Impacting The Community Through Art
Aug. 10, 2018
SHSU Media Contact: Wes Hamilton
Community Engagement Award winner Edie Wells explains how art can have healing qualities
Art is a powerful tool when put in the right place at the right time. Art is engaging, inspiring and can stimulate a community in unspoken ways while also transforming lives through creativity. Art is one of the many reasons why Edie Wells is this year’s recipient of the David Payne Academic Community Engagement Award as a part of the 2018 Faculty Excellence Awards at Sam Houston State.
Wells, clinical assistant professor in the Department of Art, has embraced her role in the community by working with the Huntsville Hospitality House, a non-profit organization that provides food and shelter for those visiting incarcerated relatives. The home also serves as a place where children can come together and share a common bond through art.
Each week, hundreds of families travel to Huntsville to visit loved ones in one of the nine area prisons. Art Against the Odds is a program that Wells and SHSU students developed for those families. The program offers a space where people can unburden themselves during their trip to see family.
"No matter how tired or busy I am, after spending time at the Hospitality House, I feel grateful and happy,” said Wells. “The house is a place where everyone feels welcome and safe.

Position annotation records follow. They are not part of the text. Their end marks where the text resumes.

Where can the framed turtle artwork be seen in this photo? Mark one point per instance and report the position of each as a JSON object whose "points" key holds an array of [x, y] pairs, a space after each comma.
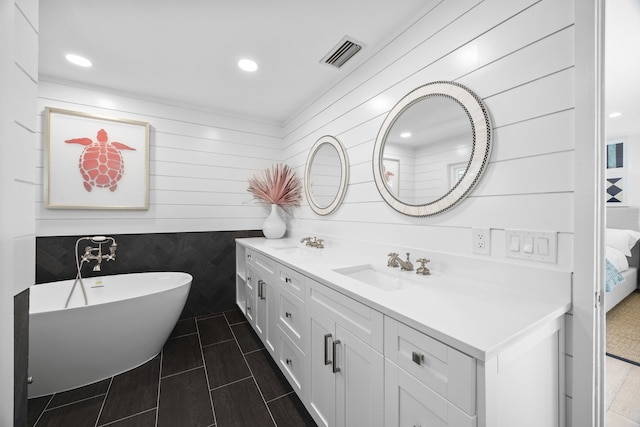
{"points": [[95, 162]]}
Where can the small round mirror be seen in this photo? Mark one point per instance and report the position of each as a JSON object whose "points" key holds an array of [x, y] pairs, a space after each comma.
{"points": [[326, 175], [432, 149]]}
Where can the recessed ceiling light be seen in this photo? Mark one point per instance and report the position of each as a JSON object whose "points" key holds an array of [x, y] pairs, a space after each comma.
{"points": [[248, 65], [78, 60]]}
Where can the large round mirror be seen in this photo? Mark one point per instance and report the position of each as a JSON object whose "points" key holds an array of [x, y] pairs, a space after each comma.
{"points": [[432, 149], [326, 175]]}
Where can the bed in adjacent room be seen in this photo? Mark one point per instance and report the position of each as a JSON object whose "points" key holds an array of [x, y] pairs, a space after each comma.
{"points": [[622, 252]]}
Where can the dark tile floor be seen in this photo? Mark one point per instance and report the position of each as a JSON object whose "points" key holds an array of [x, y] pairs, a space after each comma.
{"points": [[213, 371]]}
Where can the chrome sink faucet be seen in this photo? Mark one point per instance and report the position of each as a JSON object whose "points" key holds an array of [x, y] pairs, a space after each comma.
{"points": [[395, 261], [313, 242]]}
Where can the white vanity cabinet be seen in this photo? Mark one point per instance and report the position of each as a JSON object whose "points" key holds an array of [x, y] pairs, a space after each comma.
{"points": [[346, 370], [292, 328], [262, 298], [353, 365], [427, 383]]}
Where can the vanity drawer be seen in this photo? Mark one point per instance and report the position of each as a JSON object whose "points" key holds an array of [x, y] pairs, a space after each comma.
{"points": [[265, 266], [363, 322], [291, 361], [291, 317], [291, 280], [445, 370]]}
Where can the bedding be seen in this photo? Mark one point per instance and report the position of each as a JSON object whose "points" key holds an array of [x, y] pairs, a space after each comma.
{"points": [[621, 272], [612, 276]]}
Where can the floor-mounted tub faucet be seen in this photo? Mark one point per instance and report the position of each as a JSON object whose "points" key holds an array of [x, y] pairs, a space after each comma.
{"points": [[91, 253]]}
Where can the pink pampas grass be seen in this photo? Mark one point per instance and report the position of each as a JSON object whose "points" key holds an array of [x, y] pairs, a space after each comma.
{"points": [[278, 185]]}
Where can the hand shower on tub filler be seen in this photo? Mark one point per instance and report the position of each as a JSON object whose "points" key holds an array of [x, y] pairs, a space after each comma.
{"points": [[91, 253], [99, 256]]}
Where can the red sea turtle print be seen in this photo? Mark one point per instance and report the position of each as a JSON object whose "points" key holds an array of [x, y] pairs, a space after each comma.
{"points": [[101, 163]]}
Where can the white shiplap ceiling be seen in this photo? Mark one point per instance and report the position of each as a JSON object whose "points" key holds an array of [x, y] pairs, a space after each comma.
{"points": [[622, 67], [186, 51]]}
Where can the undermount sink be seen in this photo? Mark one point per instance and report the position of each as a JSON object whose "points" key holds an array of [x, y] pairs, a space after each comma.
{"points": [[384, 278]]}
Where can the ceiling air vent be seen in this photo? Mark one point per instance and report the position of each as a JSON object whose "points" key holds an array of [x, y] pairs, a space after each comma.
{"points": [[342, 52]]}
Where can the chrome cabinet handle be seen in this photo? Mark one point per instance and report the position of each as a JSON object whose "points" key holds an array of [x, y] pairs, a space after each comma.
{"points": [[334, 365], [326, 341], [417, 358]]}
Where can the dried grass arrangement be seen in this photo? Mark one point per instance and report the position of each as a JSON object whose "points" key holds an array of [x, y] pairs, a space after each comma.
{"points": [[278, 185]]}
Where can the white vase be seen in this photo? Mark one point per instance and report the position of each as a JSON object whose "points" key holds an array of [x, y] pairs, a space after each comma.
{"points": [[274, 226]]}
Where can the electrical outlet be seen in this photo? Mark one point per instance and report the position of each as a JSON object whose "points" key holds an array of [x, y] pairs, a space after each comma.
{"points": [[481, 241]]}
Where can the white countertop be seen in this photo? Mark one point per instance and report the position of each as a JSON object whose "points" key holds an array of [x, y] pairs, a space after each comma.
{"points": [[470, 311]]}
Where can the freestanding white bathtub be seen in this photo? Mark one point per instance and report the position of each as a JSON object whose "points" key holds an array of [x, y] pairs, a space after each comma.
{"points": [[127, 321]]}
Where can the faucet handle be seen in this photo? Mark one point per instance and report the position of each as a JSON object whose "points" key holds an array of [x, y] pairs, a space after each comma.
{"points": [[423, 270]]}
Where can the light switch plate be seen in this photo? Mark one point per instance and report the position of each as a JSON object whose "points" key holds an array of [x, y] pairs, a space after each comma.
{"points": [[533, 245], [481, 241]]}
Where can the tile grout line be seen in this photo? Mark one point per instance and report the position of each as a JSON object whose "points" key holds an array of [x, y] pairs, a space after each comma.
{"points": [[103, 402], [280, 397], [158, 392], [126, 418], [43, 411], [232, 382], [253, 376], [206, 373], [216, 343], [181, 372]]}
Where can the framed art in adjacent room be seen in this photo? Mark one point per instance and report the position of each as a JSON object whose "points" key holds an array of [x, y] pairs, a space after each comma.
{"points": [[616, 173], [95, 162]]}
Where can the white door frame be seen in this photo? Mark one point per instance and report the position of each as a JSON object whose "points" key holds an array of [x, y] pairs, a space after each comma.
{"points": [[588, 347]]}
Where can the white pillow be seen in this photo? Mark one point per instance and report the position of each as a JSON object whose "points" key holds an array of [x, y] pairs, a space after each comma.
{"points": [[622, 240], [616, 258]]}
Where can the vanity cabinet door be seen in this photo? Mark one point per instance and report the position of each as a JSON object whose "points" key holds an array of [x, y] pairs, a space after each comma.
{"points": [[250, 297], [345, 377], [409, 402], [266, 318], [359, 382], [321, 379]]}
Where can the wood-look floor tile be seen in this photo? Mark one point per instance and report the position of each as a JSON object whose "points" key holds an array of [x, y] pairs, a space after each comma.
{"points": [[246, 337], [132, 392], [185, 401], [234, 316], [267, 374], [146, 419], [617, 372], [239, 404], [79, 414], [35, 407], [224, 363], [289, 411], [627, 401], [184, 327], [213, 330], [80, 393], [181, 354]]}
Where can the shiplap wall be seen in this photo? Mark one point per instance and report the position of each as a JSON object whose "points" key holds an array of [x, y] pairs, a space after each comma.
{"points": [[199, 166], [18, 83], [518, 57]]}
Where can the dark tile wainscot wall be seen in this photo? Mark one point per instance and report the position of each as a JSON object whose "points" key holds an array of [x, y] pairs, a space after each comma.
{"points": [[208, 256]]}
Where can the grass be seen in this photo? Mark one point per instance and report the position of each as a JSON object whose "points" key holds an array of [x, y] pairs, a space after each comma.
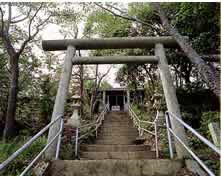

It is not about a product, but more the experience, giving each person a chance to express themselves creatively."
Wells stood out from other nominees because of the number of families benefitting from her efforts and those of her students.
“By providing opportunities for artistic expression, Edie and her students have impacted many lives of all ages,” one nominator said. “SHSU students not only learn art techniques themselves, but also how to teach and help the children become good artists. And most importantly, we see emotional healing take place as these family members of incarcerated loved ones express themselves through art.”
Children whose parents are incarcerated face many challenges. The emotional trauma that can occur and the difficulties of a disrupted family life are only compounded by the social stigma they often face with having a parent in prison. The art they create together helps the families talk about their concerns and pain in a nonjudgmental environment.
“When I first moved to Huntsville, I didn’t know anything about the prison community,” Wells said. “I found statistics, through the National Institute of Corrections, which indicate that without intervention, children of incarcerated parents are six to eight times more likely to become involved in a criminal lifestyle.”
Wells saw an opportunity to use her passion for visual art as a means of making an impact with children in need and began her partnership with the Hospitality House. What started seven years ago as an occasional weekend initiative soon turned into a larger community effort, with Sam Houston State students volunteering their time and artistic talent to interact with children staying at the house.
Through Academic Community Engagement courses at SHSU, Wells has overseen dozens of students’ involvement in the program, giving them the chance to mentor children and become an integral part of their lives through art.
“The students have a big influence on the kids because they are close to their age and set such a good example,” Wells said. “It’s great for the kids to meet students who are going to college.”
The award reviewers were also impressed by the truly transformational impacts of art as a form of therapeutic expression, from the families, the SHSU students and the community partner Hospitality House. Wells is humbled to see her work in the community appreciated.
Art Education students who wish to become art teachers in the Texas Public School system also benefit from programs like Art Against the Odds. It is one of many programs where students have art faculty who will supervise their student teaching and help prepare them for the certification exam.
“It is a perfect mix of applying what they have learned in class with teaching students in the community,” said Wells.
Through the donations and support of the community, Art Against the Odds has grown in the past seven years and expanded to include a new art studio at the Hospitality House.
“When I first started, we were creating art on the kitchen table after dinner, but now we have this beautiful art studio created by artist Dan Phillips and many volunteers,” Wells said. “The studio is very typical of Dan’s style, very whimsical with a wine cork wall where we hang the art and CDs on the ceiling and a beautiful mosaic floor with all sorts of animals and creatures. It’s a wonderful, playful space.”
Wells is hopeful that this award will continue to raise awareness about the needs of families with incarcerated loved ones and the great work of the Hospitality House. She welcomes SHSU faculty, staff, and students interested in participating with her through Art Against the Odds.